ナツはふらふらと頼りない足取りで、縄梯子の方へと歩み寄る。ゾロが「オイ、どっか行くのか」と声をかけると、ナツは梯子に触れながら振り返った。
「頭を冷やしてきます。本屋行きたいし」
「……なら誰か戻るまで待った方が」
「え、なんでです?」
「……いや」
ゾロはなにか言いかけて口を開いたが、結局「なんでもねェ」と首を横に振った。
「街出るならついでに酒買ってきてくれ」
「はーい」
この世界では無一文のはずのナツだが、実はナミからお金を借りていた。というか押し付けられていた。最低限持っておけ、と。「利子十倍よ」押し付けた本人は、現状ナツに返す宛がないと知ってるくせして、素知らぬ顔で悪徳高利貸しのようににっこりした。
そうとも知らず、ナツは生真面目に「分かりました」と頷いていた。ハウトゥー“歴史の本文”で得た印税で返す気満々だったからだ。つまり取らぬ海王類の皮算用、絵に描いた餅、机上の空論――要するに、できもしないことを考えての無謀な『分かりました』であった。

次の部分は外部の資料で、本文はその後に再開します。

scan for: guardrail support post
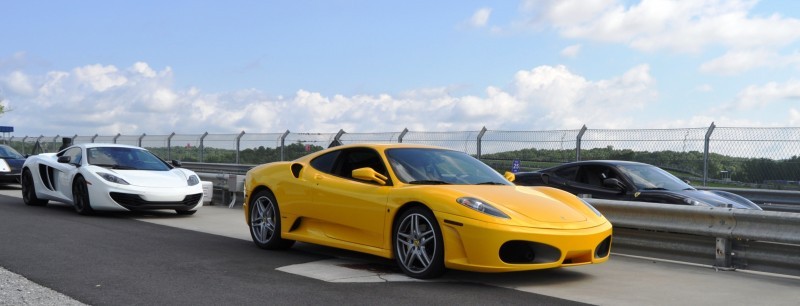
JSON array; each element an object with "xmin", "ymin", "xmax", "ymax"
[
  {"xmin": 236, "ymin": 131, "xmax": 244, "ymax": 165},
  {"xmin": 22, "ymin": 135, "xmax": 28, "ymax": 155},
  {"xmin": 477, "ymin": 126, "xmax": 487, "ymax": 159},
  {"xmin": 575, "ymin": 124, "xmax": 588, "ymax": 161},
  {"xmin": 397, "ymin": 128, "xmax": 408, "ymax": 143},
  {"xmin": 200, "ymin": 132, "xmax": 208, "ymax": 163},
  {"xmin": 281, "ymin": 130, "xmax": 289, "ymax": 161},
  {"xmin": 715, "ymin": 238, "xmax": 733, "ymax": 268},
  {"xmin": 703, "ymin": 122, "xmax": 717, "ymax": 186},
  {"xmin": 167, "ymin": 132, "xmax": 175, "ymax": 160}
]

小さい背中がさらに小さなゴマ粒になるまで見送り、一人になったゾロは大きな欠伸を落とした。
「ま、“貝”持ってるし、そこらのチンピラとかならなんとかなんだろ」
痛がりつつも、それなりに余裕はあるように見えた。故に、ナツの中には『いざとなれば貝を使う』という選択肢はちゃんと入っているだろうと、ゾロは踏んでいた。
実際、ゾロの予想は正しかった。
ナツの身体は、衝撃貝の負荷を『痛いけど、まあ……』と思える程度には、この世界に馴染んでいた。ちょっとイラッとするなくらいの相手に使おうかと考えられるくらいには、衝撃貝はナツにとって手軽な武器と認識されていた。
だから、もし『そこらのチンピラ』に絡まれていたら、ナツだって一も二もなく衝撃貝を使用して逃走していただろう。
もちろんそれは、『持っていれば』に限る上、絡んできたのが『そこらのチンピラ』であれば、に限定される話なのだが。